Wednesday, April 28, 2010

"Reasonable" and the Law: Some Thoughts on Arizona's Immigration Bill

Any practicing lawyer (I make this qualification for a reason, to be addressed) knows well that the word "reasonable" is often used in the law, as a standard.  There's that "reasonable person" one always hears of, for example, in civil negligence cases.  "Reasonably acceptable" is a phrase one encounters in contracts.  Variants of "reasonable" appear often as well.  In contracts, consent to a particular act frequently is not to be "unreasonably withheld."  And, of course, there is constitutional prohibition of "unreasonable search and seizure."

Lawyers and courts have been dealing with "reasonable" and, for that matter, "unreasonable" as standards or requirements for quite some time.  There is a huge amount of case law dealing with what is or is not "reasonable" in given circumstances.  Sometimes, there is statutory language specifiying what is not reasonable which can be referred to by those enforcing and interpreting law.

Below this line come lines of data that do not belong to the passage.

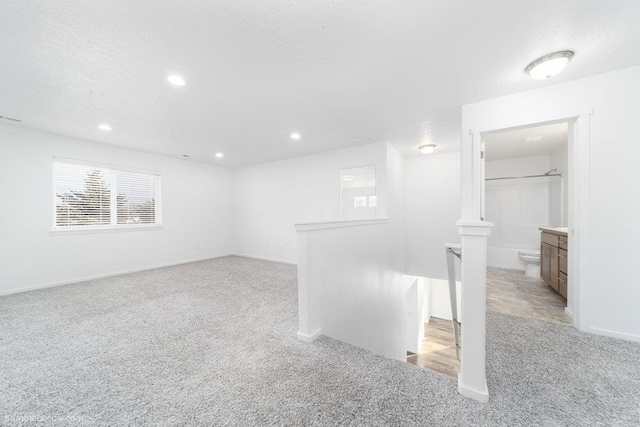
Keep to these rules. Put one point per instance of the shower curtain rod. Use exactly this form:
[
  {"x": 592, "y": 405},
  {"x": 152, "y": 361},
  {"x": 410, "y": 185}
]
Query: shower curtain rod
[{"x": 528, "y": 176}]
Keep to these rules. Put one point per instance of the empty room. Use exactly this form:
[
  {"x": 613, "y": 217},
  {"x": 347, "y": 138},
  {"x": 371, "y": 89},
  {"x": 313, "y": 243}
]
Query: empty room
[{"x": 319, "y": 213}]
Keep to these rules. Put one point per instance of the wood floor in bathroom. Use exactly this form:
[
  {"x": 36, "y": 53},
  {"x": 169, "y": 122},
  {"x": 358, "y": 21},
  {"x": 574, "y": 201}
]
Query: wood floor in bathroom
[{"x": 508, "y": 292}]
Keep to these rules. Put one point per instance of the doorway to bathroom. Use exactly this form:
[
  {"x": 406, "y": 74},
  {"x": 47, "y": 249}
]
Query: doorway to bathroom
[{"x": 526, "y": 197}]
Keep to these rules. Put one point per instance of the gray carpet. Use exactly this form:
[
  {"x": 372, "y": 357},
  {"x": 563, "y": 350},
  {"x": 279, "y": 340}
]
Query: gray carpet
[{"x": 213, "y": 343}]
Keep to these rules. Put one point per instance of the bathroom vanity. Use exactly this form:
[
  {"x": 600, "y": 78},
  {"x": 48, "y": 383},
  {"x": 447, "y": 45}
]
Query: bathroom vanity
[{"x": 553, "y": 258}]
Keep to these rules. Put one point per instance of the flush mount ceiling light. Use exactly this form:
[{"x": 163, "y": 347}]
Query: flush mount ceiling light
[
  {"x": 532, "y": 139},
  {"x": 427, "y": 148},
  {"x": 176, "y": 80},
  {"x": 549, "y": 65}
]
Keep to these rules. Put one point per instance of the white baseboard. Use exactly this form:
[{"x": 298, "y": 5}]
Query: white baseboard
[
  {"x": 614, "y": 334},
  {"x": 479, "y": 395},
  {"x": 102, "y": 276},
  {"x": 310, "y": 338},
  {"x": 266, "y": 259}
]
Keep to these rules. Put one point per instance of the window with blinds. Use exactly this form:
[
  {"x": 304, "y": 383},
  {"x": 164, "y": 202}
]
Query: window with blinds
[{"x": 91, "y": 196}]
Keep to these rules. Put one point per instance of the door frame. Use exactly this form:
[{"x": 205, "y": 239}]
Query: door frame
[{"x": 579, "y": 197}]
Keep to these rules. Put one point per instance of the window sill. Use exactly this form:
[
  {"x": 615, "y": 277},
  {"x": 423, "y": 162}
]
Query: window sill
[{"x": 104, "y": 229}]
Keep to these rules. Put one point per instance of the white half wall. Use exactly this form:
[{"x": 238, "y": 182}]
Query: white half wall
[
  {"x": 606, "y": 227},
  {"x": 268, "y": 199},
  {"x": 433, "y": 207},
  {"x": 196, "y": 214}
]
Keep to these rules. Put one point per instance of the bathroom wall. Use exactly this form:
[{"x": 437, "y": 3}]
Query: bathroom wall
[
  {"x": 517, "y": 207},
  {"x": 559, "y": 189}
]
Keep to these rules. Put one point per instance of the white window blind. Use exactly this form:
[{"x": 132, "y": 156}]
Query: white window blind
[{"x": 93, "y": 196}]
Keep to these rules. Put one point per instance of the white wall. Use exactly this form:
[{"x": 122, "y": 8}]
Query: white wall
[
  {"x": 433, "y": 207},
  {"x": 516, "y": 207},
  {"x": 268, "y": 199},
  {"x": 608, "y": 153},
  {"x": 196, "y": 214},
  {"x": 559, "y": 214},
  {"x": 354, "y": 276}
]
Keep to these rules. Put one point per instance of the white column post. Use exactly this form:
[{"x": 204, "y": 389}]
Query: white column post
[
  {"x": 472, "y": 380},
  {"x": 308, "y": 324}
]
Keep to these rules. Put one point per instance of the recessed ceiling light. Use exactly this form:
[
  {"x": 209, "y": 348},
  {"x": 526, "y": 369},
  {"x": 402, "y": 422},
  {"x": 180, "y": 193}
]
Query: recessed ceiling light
[
  {"x": 176, "y": 80},
  {"x": 549, "y": 65},
  {"x": 532, "y": 139},
  {"x": 427, "y": 148}
]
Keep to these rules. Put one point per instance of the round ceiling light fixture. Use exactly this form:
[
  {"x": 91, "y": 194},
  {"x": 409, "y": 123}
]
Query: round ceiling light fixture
[
  {"x": 176, "y": 80},
  {"x": 549, "y": 65},
  {"x": 427, "y": 148}
]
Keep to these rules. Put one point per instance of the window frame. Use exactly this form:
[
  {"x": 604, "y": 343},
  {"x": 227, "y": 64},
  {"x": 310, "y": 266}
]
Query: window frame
[
  {"x": 113, "y": 226},
  {"x": 376, "y": 168}
]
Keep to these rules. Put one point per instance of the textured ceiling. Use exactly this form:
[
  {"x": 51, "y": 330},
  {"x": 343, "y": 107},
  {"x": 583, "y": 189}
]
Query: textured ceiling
[
  {"x": 514, "y": 143},
  {"x": 340, "y": 73}
]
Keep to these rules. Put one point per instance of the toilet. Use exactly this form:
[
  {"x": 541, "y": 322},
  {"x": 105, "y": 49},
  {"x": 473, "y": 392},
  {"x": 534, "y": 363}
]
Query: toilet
[{"x": 532, "y": 261}]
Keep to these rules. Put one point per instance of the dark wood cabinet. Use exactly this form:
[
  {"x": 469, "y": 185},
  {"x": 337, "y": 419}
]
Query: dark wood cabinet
[{"x": 553, "y": 261}]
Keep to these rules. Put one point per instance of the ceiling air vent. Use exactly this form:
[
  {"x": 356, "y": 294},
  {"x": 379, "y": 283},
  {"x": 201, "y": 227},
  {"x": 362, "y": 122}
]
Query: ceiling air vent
[{"x": 10, "y": 119}]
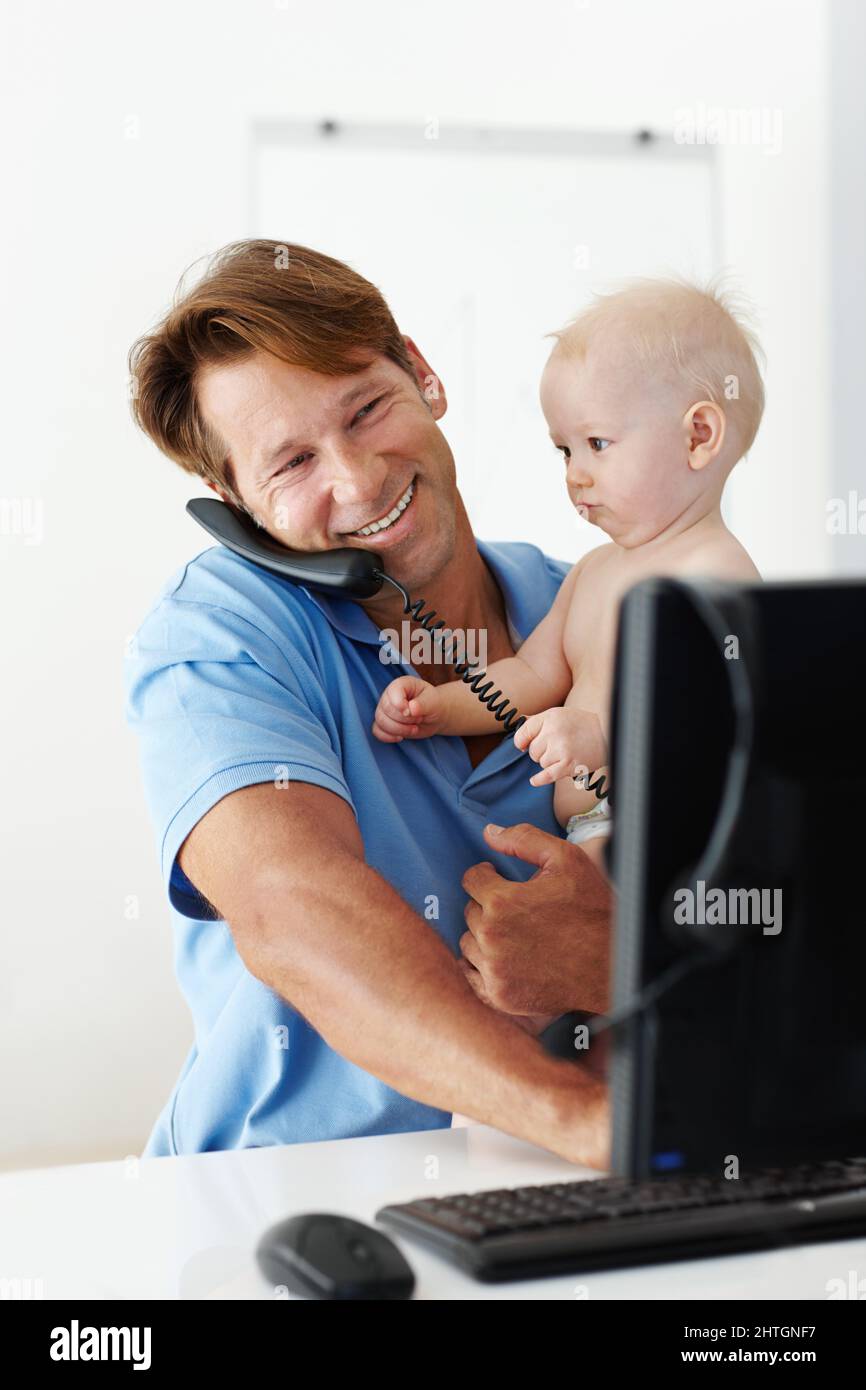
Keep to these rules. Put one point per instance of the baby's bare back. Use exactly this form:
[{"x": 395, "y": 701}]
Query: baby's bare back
[{"x": 591, "y": 623}]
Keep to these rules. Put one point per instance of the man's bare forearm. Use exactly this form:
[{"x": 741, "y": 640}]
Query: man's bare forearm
[
  {"x": 317, "y": 925},
  {"x": 384, "y": 991}
]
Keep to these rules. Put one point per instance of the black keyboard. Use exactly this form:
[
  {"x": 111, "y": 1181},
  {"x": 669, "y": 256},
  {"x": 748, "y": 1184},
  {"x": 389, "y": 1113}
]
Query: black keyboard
[{"x": 603, "y": 1223}]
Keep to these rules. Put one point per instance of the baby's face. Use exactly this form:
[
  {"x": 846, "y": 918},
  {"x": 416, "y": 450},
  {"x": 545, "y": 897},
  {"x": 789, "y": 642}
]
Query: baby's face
[{"x": 624, "y": 444}]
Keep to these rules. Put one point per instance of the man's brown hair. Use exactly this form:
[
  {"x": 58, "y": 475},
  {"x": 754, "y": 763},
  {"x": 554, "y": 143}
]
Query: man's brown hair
[{"x": 300, "y": 306}]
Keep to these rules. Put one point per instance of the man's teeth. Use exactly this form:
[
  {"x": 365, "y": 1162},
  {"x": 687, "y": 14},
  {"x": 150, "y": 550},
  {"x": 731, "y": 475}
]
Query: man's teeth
[{"x": 388, "y": 521}]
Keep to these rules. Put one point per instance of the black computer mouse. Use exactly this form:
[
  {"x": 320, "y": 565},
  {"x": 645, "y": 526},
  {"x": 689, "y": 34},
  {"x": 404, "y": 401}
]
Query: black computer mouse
[{"x": 321, "y": 1255}]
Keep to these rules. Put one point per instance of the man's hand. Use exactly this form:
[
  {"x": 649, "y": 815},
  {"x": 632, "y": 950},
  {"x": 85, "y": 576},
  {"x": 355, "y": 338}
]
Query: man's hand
[
  {"x": 540, "y": 947},
  {"x": 409, "y": 708}
]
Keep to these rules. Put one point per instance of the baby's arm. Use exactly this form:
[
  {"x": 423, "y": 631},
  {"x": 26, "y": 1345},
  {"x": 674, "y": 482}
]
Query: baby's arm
[{"x": 533, "y": 680}]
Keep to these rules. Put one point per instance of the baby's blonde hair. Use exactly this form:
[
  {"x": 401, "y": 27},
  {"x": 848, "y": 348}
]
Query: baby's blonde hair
[{"x": 698, "y": 335}]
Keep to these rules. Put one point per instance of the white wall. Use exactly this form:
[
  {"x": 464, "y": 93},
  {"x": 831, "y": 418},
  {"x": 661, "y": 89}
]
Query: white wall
[{"x": 102, "y": 216}]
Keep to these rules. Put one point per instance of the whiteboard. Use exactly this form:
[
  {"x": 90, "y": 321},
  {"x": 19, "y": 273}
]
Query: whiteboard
[{"x": 480, "y": 253}]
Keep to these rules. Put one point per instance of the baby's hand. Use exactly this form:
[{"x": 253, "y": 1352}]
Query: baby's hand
[
  {"x": 563, "y": 741},
  {"x": 409, "y": 708}
]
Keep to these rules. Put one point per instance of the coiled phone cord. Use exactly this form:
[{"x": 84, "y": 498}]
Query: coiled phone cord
[{"x": 509, "y": 716}]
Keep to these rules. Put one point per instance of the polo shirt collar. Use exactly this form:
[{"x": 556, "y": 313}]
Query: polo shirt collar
[{"x": 520, "y": 577}]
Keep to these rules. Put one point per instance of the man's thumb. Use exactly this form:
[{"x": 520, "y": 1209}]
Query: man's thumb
[{"x": 523, "y": 841}]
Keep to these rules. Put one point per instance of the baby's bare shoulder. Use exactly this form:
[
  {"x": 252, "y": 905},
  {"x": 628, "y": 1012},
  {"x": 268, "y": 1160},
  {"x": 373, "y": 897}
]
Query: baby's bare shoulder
[{"x": 719, "y": 558}]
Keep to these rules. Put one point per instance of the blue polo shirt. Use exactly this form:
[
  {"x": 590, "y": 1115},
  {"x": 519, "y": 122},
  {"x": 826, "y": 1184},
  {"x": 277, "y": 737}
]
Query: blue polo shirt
[{"x": 239, "y": 677}]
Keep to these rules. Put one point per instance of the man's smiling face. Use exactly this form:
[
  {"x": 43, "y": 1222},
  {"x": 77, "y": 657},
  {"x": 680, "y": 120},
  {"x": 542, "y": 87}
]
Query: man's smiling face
[{"x": 317, "y": 458}]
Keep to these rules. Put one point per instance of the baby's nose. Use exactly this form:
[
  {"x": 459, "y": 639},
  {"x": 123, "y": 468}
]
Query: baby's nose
[{"x": 578, "y": 476}]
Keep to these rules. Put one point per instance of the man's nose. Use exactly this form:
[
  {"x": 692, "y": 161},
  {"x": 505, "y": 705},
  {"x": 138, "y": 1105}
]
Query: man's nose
[{"x": 355, "y": 477}]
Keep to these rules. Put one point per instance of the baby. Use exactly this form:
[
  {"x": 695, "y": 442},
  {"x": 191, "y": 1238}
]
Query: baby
[{"x": 651, "y": 395}]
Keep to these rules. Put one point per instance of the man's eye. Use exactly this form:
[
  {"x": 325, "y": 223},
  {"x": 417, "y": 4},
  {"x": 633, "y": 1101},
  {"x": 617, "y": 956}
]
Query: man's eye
[
  {"x": 366, "y": 409},
  {"x": 291, "y": 464}
]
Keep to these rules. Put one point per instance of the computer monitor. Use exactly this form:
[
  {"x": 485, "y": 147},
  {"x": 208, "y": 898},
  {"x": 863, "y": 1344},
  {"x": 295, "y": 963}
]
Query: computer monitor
[{"x": 738, "y": 854}]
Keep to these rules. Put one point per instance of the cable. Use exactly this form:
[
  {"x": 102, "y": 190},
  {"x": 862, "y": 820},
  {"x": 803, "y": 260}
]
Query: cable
[{"x": 508, "y": 716}]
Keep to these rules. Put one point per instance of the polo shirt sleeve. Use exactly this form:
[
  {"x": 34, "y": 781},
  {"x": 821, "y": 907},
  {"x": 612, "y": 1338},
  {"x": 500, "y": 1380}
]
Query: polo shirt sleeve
[{"x": 217, "y": 704}]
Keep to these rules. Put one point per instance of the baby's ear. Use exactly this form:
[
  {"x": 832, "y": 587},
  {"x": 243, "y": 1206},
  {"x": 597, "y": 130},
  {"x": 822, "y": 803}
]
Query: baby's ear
[{"x": 704, "y": 426}]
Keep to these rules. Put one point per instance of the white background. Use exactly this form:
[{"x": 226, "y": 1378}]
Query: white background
[{"x": 128, "y": 154}]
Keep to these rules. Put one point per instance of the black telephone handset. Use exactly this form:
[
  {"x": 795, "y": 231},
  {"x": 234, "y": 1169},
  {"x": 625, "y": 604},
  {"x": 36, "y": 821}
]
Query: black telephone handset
[
  {"x": 348, "y": 573},
  {"x": 345, "y": 573}
]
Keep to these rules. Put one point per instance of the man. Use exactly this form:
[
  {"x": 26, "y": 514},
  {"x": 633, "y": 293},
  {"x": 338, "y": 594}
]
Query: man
[{"x": 317, "y": 876}]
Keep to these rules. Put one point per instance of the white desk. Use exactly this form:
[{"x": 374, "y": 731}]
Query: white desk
[{"x": 186, "y": 1228}]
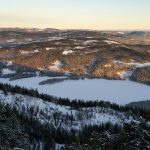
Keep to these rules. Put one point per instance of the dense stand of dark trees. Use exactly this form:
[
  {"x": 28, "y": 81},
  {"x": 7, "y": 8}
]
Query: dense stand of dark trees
[
  {"x": 77, "y": 104},
  {"x": 90, "y": 137}
]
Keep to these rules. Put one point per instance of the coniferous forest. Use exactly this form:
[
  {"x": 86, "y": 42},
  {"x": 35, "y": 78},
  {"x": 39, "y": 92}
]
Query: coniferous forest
[{"x": 20, "y": 128}]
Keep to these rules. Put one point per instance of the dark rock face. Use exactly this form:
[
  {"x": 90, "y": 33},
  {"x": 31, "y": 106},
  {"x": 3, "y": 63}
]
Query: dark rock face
[{"x": 141, "y": 75}]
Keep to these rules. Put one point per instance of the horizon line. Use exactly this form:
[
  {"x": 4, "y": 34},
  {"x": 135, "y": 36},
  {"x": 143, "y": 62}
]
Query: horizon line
[{"x": 42, "y": 28}]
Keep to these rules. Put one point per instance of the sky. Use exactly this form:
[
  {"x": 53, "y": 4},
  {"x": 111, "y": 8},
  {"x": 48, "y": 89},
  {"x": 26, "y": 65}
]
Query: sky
[{"x": 76, "y": 14}]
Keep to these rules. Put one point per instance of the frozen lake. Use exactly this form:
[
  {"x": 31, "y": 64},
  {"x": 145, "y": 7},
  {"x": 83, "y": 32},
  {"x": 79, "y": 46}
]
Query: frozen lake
[{"x": 120, "y": 92}]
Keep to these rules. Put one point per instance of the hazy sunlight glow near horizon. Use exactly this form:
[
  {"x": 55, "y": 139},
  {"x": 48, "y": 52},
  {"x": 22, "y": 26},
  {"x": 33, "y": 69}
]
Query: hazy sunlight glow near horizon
[{"x": 76, "y": 14}]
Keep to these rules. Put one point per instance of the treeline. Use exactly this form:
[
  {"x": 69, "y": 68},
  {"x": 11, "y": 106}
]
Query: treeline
[
  {"x": 76, "y": 104},
  {"x": 91, "y": 137}
]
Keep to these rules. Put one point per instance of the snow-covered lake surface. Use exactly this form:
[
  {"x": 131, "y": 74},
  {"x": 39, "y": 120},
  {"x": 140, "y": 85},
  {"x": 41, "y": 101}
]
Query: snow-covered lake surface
[{"x": 120, "y": 92}]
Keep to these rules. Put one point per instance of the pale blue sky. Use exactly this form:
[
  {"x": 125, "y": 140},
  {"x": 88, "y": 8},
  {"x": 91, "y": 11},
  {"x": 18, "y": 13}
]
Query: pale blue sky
[{"x": 76, "y": 14}]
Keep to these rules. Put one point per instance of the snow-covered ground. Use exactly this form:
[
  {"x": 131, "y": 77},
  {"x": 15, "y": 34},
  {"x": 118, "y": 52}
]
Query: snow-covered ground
[
  {"x": 66, "y": 52},
  {"x": 56, "y": 66},
  {"x": 97, "y": 115},
  {"x": 7, "y": 71},
  {"x": 120, "y": 92}
]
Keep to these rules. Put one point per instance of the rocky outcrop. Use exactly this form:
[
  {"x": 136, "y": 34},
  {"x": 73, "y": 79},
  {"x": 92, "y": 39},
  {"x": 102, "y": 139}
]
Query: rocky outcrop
[{"x": 141, "y": 75}]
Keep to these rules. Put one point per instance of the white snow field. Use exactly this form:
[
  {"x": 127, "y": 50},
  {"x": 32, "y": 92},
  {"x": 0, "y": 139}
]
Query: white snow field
[{"x": 117, "y": 91}]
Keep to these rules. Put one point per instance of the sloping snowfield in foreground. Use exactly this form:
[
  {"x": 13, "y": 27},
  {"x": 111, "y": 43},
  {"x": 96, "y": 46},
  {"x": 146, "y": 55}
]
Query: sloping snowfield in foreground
[{"x": 120, "y": 92}]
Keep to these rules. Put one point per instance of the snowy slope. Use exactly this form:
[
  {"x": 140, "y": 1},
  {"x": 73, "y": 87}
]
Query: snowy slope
[
  {"x": 84, "y": 116},
  {"x": 120, "y": 92}
]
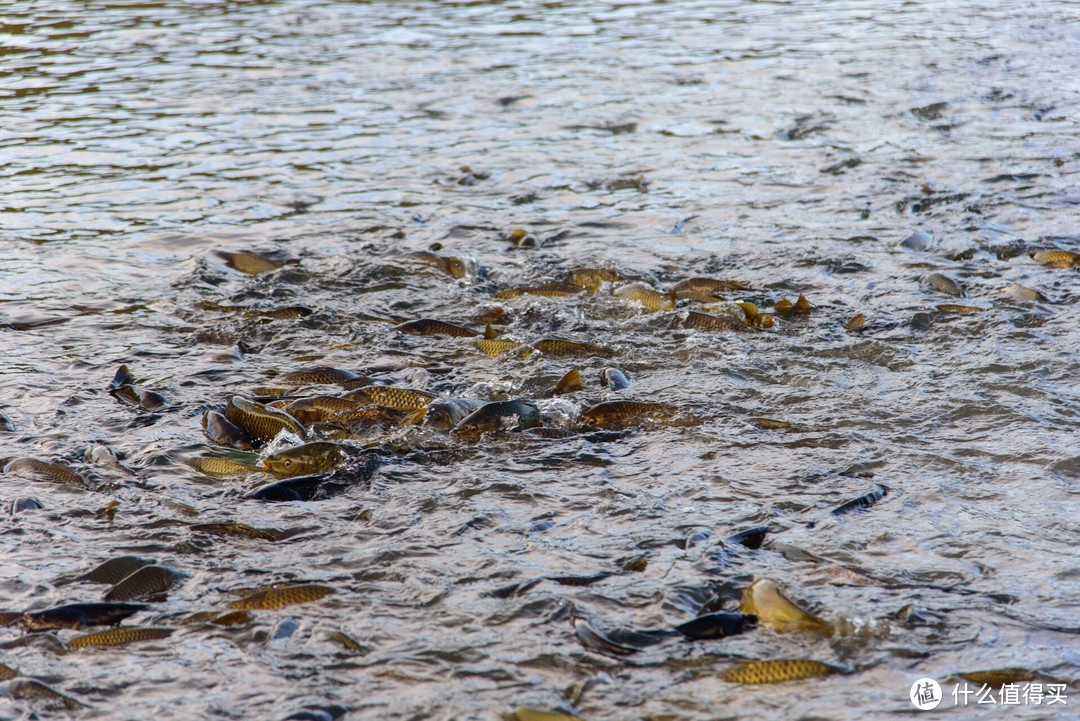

I've been a practicing lawyer for what I must reluctantly admit to be a long time.  This makes it rather hard for me to understand what I believe to be the very unreasonable response of some to Arizona's recently adopted immigration law.  Some of the declaiming going on strikes me as almost hysterical.  Even my favorite editorial catoonist, Pat Oliphant, is indulging in comparison with the Nazis.

I think that all must admit that there is such a thing as illegal immigration.  There's even a federal law, mirable dictu. Also, there seems to be considerable evidence that there are a large number of illegal immigrants in our glorious republic.

The concern of the bill's opponents appears to arise from the fact that the law allows persons to be questioned or investigated if there is a "reasonable suspicion" that the law is being violated.  In fact, "reasonable suspicion" is already a basis on which a person may be stopped and questioned under the law.  Law enforcement may, under well established law, do all sorts of additional things once "probable cause" exists, and even "probable cause" that a law is being violated is something considerably different from absolute certainty that a law is being violated.  One has to wonder why an inference is being made that "reasonable suspicion" will, in practice, mean something dramatically different from what it already means.  As the law apparently expressly states that a person is not to be stopped, questioned or investigated based solely on his race or appearance (which, of course, tells us something about what is not "reasonable suspicion") one is even more inclined to wonder why such an inference is apparently being made.  If there is no such inference being made, one has to wonder just what the concern may be.

Concerns regarding the misuse of law by law enforcement are, to me, perfectly understandable and significant, and all should be done to prevent this kind of misconduct.  However, the exercise of judgment always takes place whenever a law is being enforced.  Sometimes, it's not properly exercised.  Sometimes, laws are misused.  Sometimes, law enforcement acts improperly.  But, there doesn't seem to be any credible reason, at this time, to think this particular law difers from others by allowing or encouraging the unreasonable exercise of judgment, misuse or misconduct.

So, miserable cynic that I am, I tend to think that the opponents of this Arizona law are not primarily motivated by any legitimate legal concerns.  If that's the case, I think they would be more honest--and honorable--if they simply took the position that immigration should not be illegal, or that the law which already exists and has existed for some time making immigration illegal should be significantly altered.

Many of our elected officials are lawyers.  I tend to think lawyers make bad politicians.  We're not good at representing, at the same time, the interests of large numbers of people.  Our training is in the representation of particular individuals or entities, as to particular disputes.  Generally, were not supposed to represent more than one party in a dispute, because of the obvious potential for conflict of interest.  That's a topic for a different day.

Many of our elected officials are lawyers who have not practiced law for any significant period of time, however.  They've gotten their law degree, but have done other things.  They've taught, perhaps, or became involved in politics just after got their degree, or worked in some non-legal capacity.  It's possible, I suppose, that a lawyer who has never practiced law or did so in some limited capacity is not aware of the fact that the law deals with such concepts as "reasonable suspicion" on a fairly regular basis.  So, I'm willing to cut those lawyers who may be conjuring visions of Nazis in these circumstances, as well as those opponents of this law who are not lawyers, some slack.  Not much, though.  If there are legitimate bases on which to oppose this law, I don't think any in politics or the media have raised them yet.